Night of Your Life: Shults Plumbs Fear and Fear Itself in Arch Sophomore Effort
Like an art-house M. Night Shyamalan, Shults commands sterling production value and a stellar sense of mise-en-scene, but more aggressive auds won’t find much to sharpen their teeth on with this allegorical wisp masquerading as nightmare fuel.
As a grandfather succumbs to a virulent disease which has disbanded civilization, family man Paul (Joel Edgerton) teaches his son Travis (Kelvin Harrison Jr.) the art of the mercy kill. While his wife Sarah (Carmen Ejogo) isn’t too pleased with her son witnessing any kind of violence, it’s clear Travis is searching for experiences and stimulus beyond the cramped parameters of their home, a cabin lodged deep in the thick of the woods sporting a vibrant red door, which is locked securely every night to avoid the danger of unseen entities lurking in the woods. When Will (Christopher Abbott), a desperate man in search of food for his own family, is trapped by Paul, they decide to invite the man and his kin to join them, assuming more humans means more protection in their abode. But after Will’s wife Kim (Riley Keough) and their young son join the household, communication erodes when the possibility of contamination is apparent.
Just as Shults’ lauded debut Krisha (2015) focused on the perspective of a familial black sheep, empathy is only established with awkward teenager Travis, relegated to peeping tom tendencies as he directly disobeys the established order proscribed by Edgerton’s new age patriarch. The phrase ‘black sheep’ takes on interesting dimension as regards Travis since Shults leaves the historical background of this mixed race family a blank canvas.
It could be simply a matter of casting, but Harrison is much darker than what one would assume to be the biological product of Ejogo and Edgerton, suggesting greater subtexts about assumed familial units imbued with greater survival mechanisms than the homogenous heteronormatives who had the world violently yanked away from them by a suggested onslaught from Mother Nature.
But really, Shults is urging us to come to our own conclusions based on the lack of information regarding the families or the extent of the world’s plunge into disarray. While we can deduce whatever happened isn’t too far in the past based on gasoline, food, and water sources, It Comes at Night arrives at the precipice of when human nature spirals away from civilization and into the abyss of survival mode.

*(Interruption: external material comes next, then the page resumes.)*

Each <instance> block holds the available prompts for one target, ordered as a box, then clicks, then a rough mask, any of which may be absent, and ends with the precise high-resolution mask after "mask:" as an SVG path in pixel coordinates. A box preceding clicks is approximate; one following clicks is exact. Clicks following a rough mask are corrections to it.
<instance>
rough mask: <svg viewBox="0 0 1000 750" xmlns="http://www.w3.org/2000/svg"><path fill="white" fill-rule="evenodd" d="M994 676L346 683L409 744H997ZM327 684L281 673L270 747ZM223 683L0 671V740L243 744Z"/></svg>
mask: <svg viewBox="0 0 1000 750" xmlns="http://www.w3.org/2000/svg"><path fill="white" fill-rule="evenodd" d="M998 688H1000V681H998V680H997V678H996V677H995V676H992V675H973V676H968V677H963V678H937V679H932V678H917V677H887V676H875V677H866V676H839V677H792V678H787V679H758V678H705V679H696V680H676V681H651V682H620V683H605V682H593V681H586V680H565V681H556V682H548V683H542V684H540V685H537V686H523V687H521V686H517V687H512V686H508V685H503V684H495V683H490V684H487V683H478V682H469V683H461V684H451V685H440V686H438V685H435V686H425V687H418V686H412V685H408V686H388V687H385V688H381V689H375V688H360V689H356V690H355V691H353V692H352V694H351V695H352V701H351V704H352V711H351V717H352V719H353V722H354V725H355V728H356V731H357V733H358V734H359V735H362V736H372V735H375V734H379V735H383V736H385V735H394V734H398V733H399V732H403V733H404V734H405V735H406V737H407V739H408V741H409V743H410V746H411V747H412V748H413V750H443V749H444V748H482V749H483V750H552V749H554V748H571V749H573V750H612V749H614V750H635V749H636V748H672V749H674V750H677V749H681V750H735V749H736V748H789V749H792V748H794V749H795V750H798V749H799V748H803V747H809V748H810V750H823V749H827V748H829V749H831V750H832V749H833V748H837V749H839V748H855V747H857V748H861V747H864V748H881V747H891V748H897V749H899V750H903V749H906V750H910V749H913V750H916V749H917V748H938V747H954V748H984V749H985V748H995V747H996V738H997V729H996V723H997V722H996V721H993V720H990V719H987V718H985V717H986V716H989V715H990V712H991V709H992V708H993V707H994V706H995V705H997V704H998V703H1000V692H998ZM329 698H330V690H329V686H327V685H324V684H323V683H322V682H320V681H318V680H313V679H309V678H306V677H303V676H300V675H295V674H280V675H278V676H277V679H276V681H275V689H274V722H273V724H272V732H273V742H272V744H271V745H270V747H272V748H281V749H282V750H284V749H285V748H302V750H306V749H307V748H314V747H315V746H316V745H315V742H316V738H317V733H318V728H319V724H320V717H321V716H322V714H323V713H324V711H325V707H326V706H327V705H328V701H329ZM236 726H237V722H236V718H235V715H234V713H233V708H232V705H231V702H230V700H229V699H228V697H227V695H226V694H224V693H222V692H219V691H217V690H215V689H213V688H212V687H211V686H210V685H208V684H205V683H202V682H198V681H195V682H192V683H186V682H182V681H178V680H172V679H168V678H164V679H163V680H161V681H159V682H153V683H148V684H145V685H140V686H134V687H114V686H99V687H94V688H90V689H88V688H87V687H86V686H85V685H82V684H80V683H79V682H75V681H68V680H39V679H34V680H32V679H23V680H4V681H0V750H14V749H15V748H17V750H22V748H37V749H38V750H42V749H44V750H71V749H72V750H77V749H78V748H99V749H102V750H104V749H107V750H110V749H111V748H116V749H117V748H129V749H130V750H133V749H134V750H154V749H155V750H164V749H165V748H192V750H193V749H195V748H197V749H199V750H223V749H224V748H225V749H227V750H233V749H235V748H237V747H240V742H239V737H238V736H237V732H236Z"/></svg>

It doesn’t matter, ultimately, what kind of men Paul or Will happen to be. At the end of day, they are perhaps some of the most pragmatic alums of desperate genre characters with their backs to the wall, which may lend their dilemma a sort of Shakespearean twang of fate—the disease, which the film confirms for us to be real, is not dramatic catalyst. Instead, it is one man’s belief that his family and their survival in a brave new world is of such utmost importance he can’t or won’t allow empathy or humanity guide his hand.
Shults’ film bears striking similarity to Daniel Castro Zimbron’s The Darkness (2016), a Mexican/French co-production which stars Brontis Jodorowsky as a menacing father who keeps his children locked in a cabin in the woods as they hide from a monster keen on terrorizing them. Although earmarked with hoary, clichéd twists, it’s as obvious a study on man as his own worst enemy in contentious struggles with the fear itself as Shults’ is obscure.
If It Comes at Night does manage to touch on man’s heart of darkness, however, it does so with such oblique flourishes we don’t care in which way for the survival of either clan. Even during Riley Keough’s howls of rage at the height of the film’s violence, there’s a hollow precision to this beautifully filmed but otherwise empty flicker of pain. These are characters as diminished as the shadows on the cave wall and it’s up to its audience to glean a sense of profundity, if indeed there’s any to be had.